Evolve BLAS and LAPACK support

The Python and Cython interfaces to BLAS and LAPACK in scipy.linalg are one of the most important things that SciPy provides. In general scipy.linalg is in good shape, however we can make a number of improvements:

1. Library support. Our released wheels now ship with OpenBLAS, which is currently the only feasible performant option (ATLAS is too slow, MKL cannot be the default due to licensing issues, Accelerate support is dropped because Apple doesn’t update Accelerate anymore). OpenBLAS isn’t very stable though, sometimes its releases break things and it has issues with threading (currently the only issue for using SciPy with PyPy3). We need at the very least better support for debugging OpenBLAS issues, and better documentation on how to build SciPy with it. An option is to use BLIS for a BLAS interface (see numpy gh-7372).

2. Support for newer LAPACK features. In SciPy 1.2.0 we increased the minimum supported version of LAPACK to 3.4.0. Now that we dropped Python 2.7, we can increase that version further (MKL + Python 2.7 was the blocker for >3.4.0 previously) and start adding support for new features in LAPACK.

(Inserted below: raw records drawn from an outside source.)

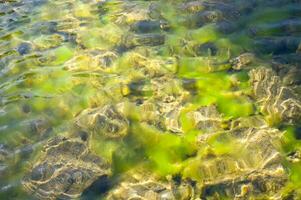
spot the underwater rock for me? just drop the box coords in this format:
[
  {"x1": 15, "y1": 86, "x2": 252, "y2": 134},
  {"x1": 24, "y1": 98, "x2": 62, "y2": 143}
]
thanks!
[
  {"x1": 230, "y1": 53, "x2": 255, "y2": 70},
  {"x1": 272, "y1": 53, "x2": 301, "y2": 67},
  {"x1": 17, "y1": 42, "x2": 32, "y2": 55},
  {"x1": 106, "y1": 170, "x2": 195, "y2": 200},
  {"x1": 33, "y1": 34, "x2": 64, "y2": 50},
  {"x1": 125, "y1": 75, "x2": 188, "y2": 133},
  {"x1": 121, "y1": 50, "x2": 178, "y2": 77},
  {"x1": 193, "y1": 126, "x2": 287, "y2": 199},
  {"x1": 75, "y1": 104, "x2": 129, "y2": 139},
  {"x1": 137, "y1": 100, "x2": 164, "y2": 130},
  {"x1": 253, "y1": 37, "x2": 300, "y2": 55},
  {"x1": 30, "y1": 21, "x2": 58, "y2": 35},
  {"x1": 229, "y1": 115, "x2": 267, "y2": 134},
  {"x1": 97, "y1": 51, "x2": 118, "y2": 69},
  {"x1": 99, "y1": 0, "x2": 152, "y2": 25},
  {"x1": 179, "y1": 10, "x2": 223, "y2": 28},
  {"x1": 249, "y1": 19, "x2": 301, "y2": 37},
  {"x1": 29, "y1": 118, "x2": 52, "y2": 137},
  {"x1": 164, "y1": 108, "x2": 183, "y2": 134},
  {"x1": 120, "y1": 33, "x2": 165, "y2": 49},
  {"x1": 22, "y1": 136, "x2": 110, "y2": 200},
  {"x1": 249, "y1": 67, "x2": 301, "y2": 124},
  {"x1": 196, "y1": 42, "x2": 218, "y2": 56},
  {"x1": 130, "y1": 20, "x2": 169, "y2": 33},
  {"x1": 216, "y1": 20, "x2": 238, "y2": 34},
  {"x1": 179, "y1": 1, "x2": 205, "y2": 13},
  {"x1": 149, "y1": 76, "x2": 189, "y2": 133},
  {"x1": 273, "y1": 64, "x2": 301, "y2": 86},
  {"x1": 180, "y1": 0, "x2": 239, "y2": 17},
  {"x1": 64, "y1": 49, "x2": 117, "y2": 71},
  {"x1": 188, "y1": 105, "x2": 223, "y2": 133}
]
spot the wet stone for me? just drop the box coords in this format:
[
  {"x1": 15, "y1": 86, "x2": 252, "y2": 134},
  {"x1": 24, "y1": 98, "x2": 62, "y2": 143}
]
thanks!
[
  {"x1": 21, "y1": 104, "x2": 31, "y2": 113},
  {"x1": 31, "y1": 21, "x2": 58, "y2": 35},
  {"x1": 254, "y1": 37, "x2": 300, "y2": 55},
  {"x1": 193, "y1": 10, "x2": 224, "y2": 27},
  {"x1": 196, "y1": 42, "x2": 218, "y2": 56},
  {"x1": 216, "y1": 21, "x2": 237, "y2": 34},
  {"x1": 249, "y1": 67, "x2": 301, "y2": 124},
  {"x1": 106, "y1": 170, "x2": 195, "y2": 200},
  {"x1": 75, "y1": 104, "x2": 129, "y2": 139},
  {"x1": 179, "y1": 1, "x2": 205, "y2": 13},
  {"x1": 230, "y1": 53, "x2": 255, "y2": 70},
  {"x1": 33, "y1": 34, "x2": 64, "y2": 50},
  {"x1": 22, "y1": 136, "x2": 111, "y2": 200},
  {"x1": 131, "y1": 20, "x2": 169, "y2": 33},
  {"x1": 17, "y1": 42, "x2": 32, "y2": 55},
  {"x1": 193, "y1": 126, "x2": 287, "y2": 199},
  {"x1": 97, "y1": 51, "x2": 118, "y2": 69},
  {"x1": 29, "y1": 118, "x2": 51, "y2": 137},
  {"x1": 121, "y1": 33, "x2": 165, "y2": 49},
  {"x1": 188, "y1": 105, "x2": 223, "y2": 133}
]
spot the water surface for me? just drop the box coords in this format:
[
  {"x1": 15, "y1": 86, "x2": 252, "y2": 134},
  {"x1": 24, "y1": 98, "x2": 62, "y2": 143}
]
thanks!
[{"x1": 0, "y1": 0, "x2": 301, "y2": 199}]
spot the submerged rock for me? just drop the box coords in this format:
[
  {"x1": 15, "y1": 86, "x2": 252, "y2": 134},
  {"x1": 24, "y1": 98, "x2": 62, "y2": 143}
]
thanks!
[
  {"x1": 75, "y1": 104, "x2": 129, "y2": 139},
  {"x1": 17, "y1": 42, "x2": 32, "y2": 55},
  {"x1": 134, "y1": 75, "x2": 189, "y2": 133},
  {"x1": 64, "y1": 49, "x2": 118, "y2": 71},
  {"x1": 190, "y1": 124, "x2": 287, "y2": 199},
  {"x1": 130, "y1": 20, "x2": 170, "y2": 33},
  {"x1": 30, "y1": 21, "x2": 58, "y2": 35},
  {"x1": 33, "y1": 34, "x2": 64, "y2": 50},
  {"x1": 230, "y1": 53, "x2": 255, "y2": 70},
  {"x1": 188, "y1": 105, "x2": 224, "y2": 133},
  {"x1": 22, "y1": 136, "x2": 110, "y2": 200},
  {"x1": 253, "y1": 37, "x2": 300, "y2": 55},
  {"x1": 99, "y1": 0, "x2": 152, "y2": 25},
  {"x1": 249, "y1": 67, "x2": 301, "y2": 124},
  {"x1": 106, "y1": 170, "x2": 195, "y2": 200},
  {"x1": 196, "y1": 42, "x2": 218, "y2": 56},
  {"x1": 120, "y1": 33, "x2": 165, "y2": 49}
]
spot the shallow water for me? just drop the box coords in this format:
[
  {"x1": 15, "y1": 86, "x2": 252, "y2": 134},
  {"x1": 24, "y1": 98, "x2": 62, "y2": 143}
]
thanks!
[{"x1": 0, "y1": 0, "x2": 301, "y2": 199}]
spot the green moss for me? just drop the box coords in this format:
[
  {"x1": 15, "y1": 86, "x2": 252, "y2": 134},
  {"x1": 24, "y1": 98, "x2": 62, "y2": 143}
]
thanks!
[
  {"x1": 217, "y1": 96, "x2": 254, "y2": 118},
  {"x1": 50, "y1": 46, "x2": 74, "y2": 65},
  {"x1": 190, "y1": 24, "x2": 220, "y2": 44},
  {"x1": 128, "y1": 122, "x2": 197, "y2": 176},
  {"x1": 106, "y1": 104, "x2": 199, "y2": 176}
]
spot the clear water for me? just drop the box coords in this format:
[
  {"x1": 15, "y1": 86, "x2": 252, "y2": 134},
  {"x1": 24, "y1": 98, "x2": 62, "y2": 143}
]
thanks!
[{"x1": 0, "y1": 0, "x2": 301, "y2": 199}]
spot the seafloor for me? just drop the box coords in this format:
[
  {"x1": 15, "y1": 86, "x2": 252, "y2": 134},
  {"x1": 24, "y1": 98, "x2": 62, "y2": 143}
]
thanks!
[{"x1": 0, "y1": 0, "x2": 301, "y2": 199}]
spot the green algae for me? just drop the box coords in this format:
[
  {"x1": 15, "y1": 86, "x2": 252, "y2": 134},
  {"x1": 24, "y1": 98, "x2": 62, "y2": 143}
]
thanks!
[
  {"x1": 50, "y1": 46, "x2": 74, "y2": 65},
  {"x1": 93, "y1": 105, "x2": 199, "y2": 176},
  {"x1": 33, "y1": 34, "x2": 64, "y2": 50},
  {"x1": 179, "y1": 71, "x2": 254, "y2": 118},
  {"x1": 280, "y1": 127, "x2": 301, "y2": 197},
  {"x1": 129, "y1": 122, "x2": 196, "y2": 176}
]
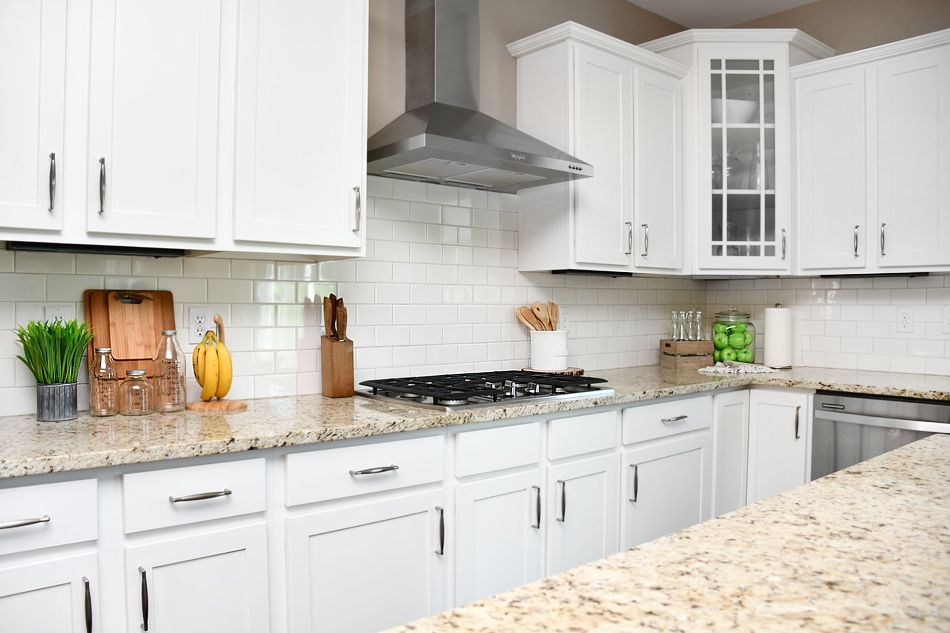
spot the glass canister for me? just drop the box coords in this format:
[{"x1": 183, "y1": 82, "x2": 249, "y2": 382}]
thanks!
[
  {"x1": 713, "y1": 306, "x2": 756, "y2": 363},
  {"x1": 118, "y1": 369, "x2": 153, "y2": 416},
  {"x1": 153, "y1": 329, "x2": 186, "y2": 413},
  {"x1": 90, "y1": 347, "x2": 118, "y2": 416}
]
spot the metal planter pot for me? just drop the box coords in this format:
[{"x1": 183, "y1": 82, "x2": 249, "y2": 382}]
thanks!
[{"x1": 36, "y1": 382, "x2": 78, "y2": 422}]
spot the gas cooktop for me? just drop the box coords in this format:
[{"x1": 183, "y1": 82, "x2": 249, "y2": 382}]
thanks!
[{"x1": 357, "y1": 370, "x2": 613, "y2": 411}]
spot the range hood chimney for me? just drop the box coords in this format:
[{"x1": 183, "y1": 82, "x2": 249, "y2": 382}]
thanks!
[{"x1": 367, "y1": 0, "x2": 592, "y2": 194}]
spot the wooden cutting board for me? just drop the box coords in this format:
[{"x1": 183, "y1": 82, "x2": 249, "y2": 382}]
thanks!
[{"x1": 84, "y1": 289, "x2": 176, "y2": 377}]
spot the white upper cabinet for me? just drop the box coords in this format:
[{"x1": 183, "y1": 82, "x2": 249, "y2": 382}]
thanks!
[
  {"x1": 87, "y1": 0, "x2": 222, "y2": 240},
  {"x1": 794, "y1": 30, "x2": 950, "y2": 274},
  {"x1": 509, "y1": 23, "x2": 687, "y2": 275},
  {"x1": 642, "y1": 30, "x2": 833, "y2": 274},
  {"x1": 0, "y1": 0, "x2": 66, "y2": 232},
  {"x1": 233, "y1": 0, "x2": 366, "y2": 253}
]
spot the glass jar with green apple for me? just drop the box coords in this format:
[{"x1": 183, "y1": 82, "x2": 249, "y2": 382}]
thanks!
[{"x1": 712, "y1": 306, "x2": 755, "y2": 363}]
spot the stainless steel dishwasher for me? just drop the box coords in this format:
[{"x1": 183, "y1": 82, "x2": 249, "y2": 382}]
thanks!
[{"x1": 811, "y1": 391, "x2": 950, "y2": 480}]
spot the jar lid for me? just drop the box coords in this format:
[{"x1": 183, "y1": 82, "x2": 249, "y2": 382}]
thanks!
[
  {"x1": 715, "y1": 305, "x2": 751, "y2": 322},
  {"x1": 161, "y1": 329, "x2": 177, "y2": 335},
  {"x1": 126, "y1": 369, "x2": 147, "y2": 376},
  {"x1": 94, "y1": 347, "x2": 112, "y2": 353}
]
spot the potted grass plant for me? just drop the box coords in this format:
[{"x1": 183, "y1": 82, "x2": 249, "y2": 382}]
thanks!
[{"x1": 15, "y1": 319, "x2": 94, "y2": 421}]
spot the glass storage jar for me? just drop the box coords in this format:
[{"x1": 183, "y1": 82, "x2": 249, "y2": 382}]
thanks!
[
  {"x1": 118, "y1": 369, "x2": 153, "y2": 416},
  {"x1": 153, "y1": 329, "x2": 186, "y2": 413},
  {"x1": 90, "y1": 347, "x2": 118, "y2": 416},
  {"x1": 713, "y1": 306, "x2": 755, "y2": 363}
]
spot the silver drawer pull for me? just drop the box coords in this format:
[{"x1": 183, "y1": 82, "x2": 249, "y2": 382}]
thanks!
[
  {"x1": 349, "y1": 464, "x2": 399, "y2": 476},
  {"x1": 435, "y1": 506, "x2": 445, "y2": 555},
  {"x1": 49, "y1": 153, "x2": 56, "y2": 212},
  {"x1": 353, "y1": 186, "x2": 361, "y2": 233},
  {"x1": 661, "y1": 415, "x2": 688, "y2": 424},
  {"x1": 98, "y1": 158, "x2": 106, "y2": 214},
  {"x1": 168, "y1": 489, "x2": 231, "y2": 503},
  {"x1": 0, "y1": 514, "x2": 51, "y2": 530},
  {"x1": 556, "y1": 479, "x2": 566, "y2": 522},
  {"x1": 531, "y1": 485, "x2": 541, "y2": 529}
]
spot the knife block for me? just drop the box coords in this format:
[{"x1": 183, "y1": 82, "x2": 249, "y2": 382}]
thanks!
[{"x1": 321, "y1": 336, "x2": 354, "y2": 397}]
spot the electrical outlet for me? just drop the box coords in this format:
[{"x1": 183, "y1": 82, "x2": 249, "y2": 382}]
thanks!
[
  {"x1": 558, "y1": 306, "x2": 570, "y2": 332},
  {"x1": 188, "y1": 306, "x2": 212, "y2": 344},
  {"x1": 44, "y1": 305, "x2": 74, "y2": 323},
  {"x1": 896, "y1": 307, "x2": 913, "y2": 333},
  {"x1": 944, "y1": 306, "x2": 950, "y2": 335}
]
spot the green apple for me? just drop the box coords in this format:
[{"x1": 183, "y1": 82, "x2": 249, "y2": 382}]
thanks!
[
  {"x1": 713, "y1": 323, "x2": 727, "y2": 335},
  {"x1": 736, "y1": 347, "x2": 753, "y2": 363},
  {"x1": 728, "y1": 332, "x2": 746, "y2": 349},
  {"x1": 713, "y1": 349, "x2": 722, "y2": 362},
  {"x1": 722, "y1": 347, "x2": 738, "y2": 361},
  {"x1": 732, "y1": 323, "x2": 747, "y2": 332},
  {"x1": 713, "y1": 332, "x2": 729, "y2": 350},
  {"x1": 743, "y1": 330, "x2": 754, "y2": 347}
]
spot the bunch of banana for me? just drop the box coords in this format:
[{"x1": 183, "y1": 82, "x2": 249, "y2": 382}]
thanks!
[{"x1": 192, "y1": 330, "x2": 233, "y2": 401}]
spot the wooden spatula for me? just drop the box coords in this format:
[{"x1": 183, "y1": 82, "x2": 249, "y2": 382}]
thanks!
[
  {"x1": 517, "y1": 306, "x2": 541, "y2": 331},
  {"x1": 547, "y1": 301, "x2": 559, "y2": 330},
  {"x1": 531, "y1": 301, "x2": 551, "y2": 331}
]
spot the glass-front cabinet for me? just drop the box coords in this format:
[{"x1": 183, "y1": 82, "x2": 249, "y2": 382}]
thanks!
[{"x1": 641, "y1": 31, "x2": 833, "y2": 273}]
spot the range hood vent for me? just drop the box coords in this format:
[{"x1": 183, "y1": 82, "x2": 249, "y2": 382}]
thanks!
[{"x1": 367, "y1": 0, "x2": 592, "y2": 194}]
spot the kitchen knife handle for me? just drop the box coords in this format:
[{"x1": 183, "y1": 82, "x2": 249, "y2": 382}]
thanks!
[
  {"x1": 353, "y1": 186, "x2": 361, "y2": 233},
  {"x1": 435, "y1": 506, "x2": 444, "y2": 555},
  {"x1": 139, "y1": 567, "x2": 149, "y2": 631},
  {"x1": 98, "y1": 158, "x2": 106, "y2": 214},
  {"x1": 853, "y1": 225, "x2": 860, "y2": 258},
  {"x1": 168, "y1": 488, "x2": 231, "y2": 503},
  {"x1": 630, "y1": 464, "x2": 639, "y2": 503},
  {"x1": 531, "y1": 485, "x2": 541, "y2": 529},
  {"x1": 880, "y1": 223, "x2": 886, "y2": 256},
  {"x1": 624, "y1": 222, "x2": 633, "y2": 255},
  {"x1": 794, "y1": 405, "x2": 801, "y2": 439},
  {"x1": 48, "y1": 153, "x2": 56, "y2": 212},
  {"x1": 641, "y1": 224, "x2": 649, "y2": 257},
  {"x1": 349, "y1": 464, "x2": 399, "y2": 476},
  {"x1": 781, "y1": 228, "x2": 787, "y2": 260},
  {"x1": 556, "y1": 479, "x2": 566, "y2": 522},
  {"x1": 83, "y1": 576, "x2": 93, "y2": 633},
  {"x1": 0, "y1": 514, "x2": 50, "y2": 530}
]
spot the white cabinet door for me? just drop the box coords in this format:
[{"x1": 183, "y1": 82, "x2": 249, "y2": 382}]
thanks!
[
  {"x1": 546, "y1": 454, "x2": 619, "y2": 576},
  {"x1": 287, "y1": 490, "x2": 444, "y2": 633},
  {"x1": 712, "y1": 389, "x2": 750, "y2": 517},
  {"x1": 0, "y1": 553, "x2": 97, "y2": 633},
  {"x1": 747, "y1": 389, "x2": 811, "y2": 504},
  {"x1": 635, "y1": 66, "x2": 683, "y2": 270},
  {"x1": 796, "y1": 68, "x2": 868, "y2": 271},
  {"x1": 573, "y1": 45, "x2": 635, "y2": 268},
  {"x1": 125, "y1": 523, "x2": 269, "y2": 633},
  {"x1": 455, "y1": 470, "x2": 543, "y2": 606},
  {"x1": 876, "y1": 47, "x2": 950, "y2": 268},
  {"x1": 0, "y1": 0, "x2": 66, "y2": 231},
  {"x1": 87, "y1": 0, "x2": 222, "y2": 240},
  {"x1": 233, "y1": 0, "x2": 365, "y2": 250},
  {"x1": 621, "y1": 432, "x2": 711, "y2": 548}
]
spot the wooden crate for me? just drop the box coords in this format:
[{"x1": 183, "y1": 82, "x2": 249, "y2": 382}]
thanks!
[{"x1": 659, "y1": 339, "x2": 714, "y2": 370}]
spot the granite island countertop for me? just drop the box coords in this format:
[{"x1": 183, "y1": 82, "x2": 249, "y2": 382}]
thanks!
[
  {"x1": 2, "y1": 365, "x2": 949, "y2": 478},
  {"x1": 387, "y1": 433, "x2": 950, "y2": 632}
]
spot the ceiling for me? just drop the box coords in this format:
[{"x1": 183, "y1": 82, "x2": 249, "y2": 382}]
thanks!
[{"x1": 627, "y1": 0, "x2": 820, "y2": 28}]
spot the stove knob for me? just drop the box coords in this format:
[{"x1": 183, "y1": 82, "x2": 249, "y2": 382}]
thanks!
[{"x1": 526, "y1": 382, "x2": 541, "y2": 395}]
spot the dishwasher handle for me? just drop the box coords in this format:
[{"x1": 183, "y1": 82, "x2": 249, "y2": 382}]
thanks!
[{"x1": 815, "y1": 409, "x2": 950, "y2": 435}]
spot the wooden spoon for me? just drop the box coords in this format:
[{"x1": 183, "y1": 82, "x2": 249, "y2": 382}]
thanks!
[
  {"x1": 517, "y1": 306, "x2": 541, "y2": 331},
  {"x1": 547, "y1": 301, "x2": 559, "y2": 331},
  {"x1": 531, "y1": 301, "x2": 551, "y2": 331}
]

Implement sparse arrays in addition to sparse matrices

The sparse matrix formats are mostly feature-complete, however the main issue is that they act like numpy.matrix (which will be deprecated in NumPy at some point). What we want is sparse arrays that act like numpy.ndarray. This is being worked on in https://github.com/pydata/sparse, which is quite far along. The tentative plan is:

  • Start depending on pydata/sparse once it’s feature-complete enough (it still needs a CSC/CSR equivalent) and okay performance-wise.

  • Add support for pydata/sparse to scipy.sparse.linalg (and perhaps to scipy.sparse.csgraph after that).

  • Indicate in the documentation that for new code users should prefer pydata/sparse over sparse matrices.

  • When NumPy deprecates numpy.matrix, vendor that or maintain it as a stand-alone package.

Fourier transform enhancements

The new scipy.fft subpackage should be extended to add a backend system with support for PyFFTW and mkl-fft.

Support for distributed arrays and GPU arrays

NumPy is splitting its API from its execution engine with __array_function__ and __array_ufunc__. This will enable parts of SciPy to accept distributed arrays (e.g. dask.array.Array) and GPU arrays (e.g. cupy.ndarray) that implement the ndarray interface. At the moment it is not yet clear which algorithms will work out of the box, and if there are significant performance gains when they do. We want to create a map of which parts of the SciPy API work, and improve support over time.

In addition to making use of NumPy protocols like __array_function__, we can make use of these protocols in SciPy as well. That will make it possible to (re)implement SciPy functions like, e.g., those in scipy.signal for Dask or GPU arrays (see NEP 18 - use outside of NumPy).

Improve source builds on Windows

SciPy critically relies on Fortran code. This is still problematic on Windows. There are currently only two options: using Intel Fortran, or using MSVC + gfortran. The former is expensive, while the latter works (it’s what we use for releases) but is quite hard to do correctly. For allowing contributors and end users to reliably build SciPy on Windows, using the Flang compiler looks like the best way forward long-term. Until Flang support materializes, we need to streamline and better document the MSVC + gfortran build.

Statistics enhancements

The scipy.stats enhancements listed in the Detailed SciPy Roadmap are of particularly high importance to the project.

  • Improve the options for fitting a probability distribution to data.

  • Expand the set of hypothesis tests. In particular, include all the basic variations of analysis of variance.

  • Add confidence intervals for all statistical tests.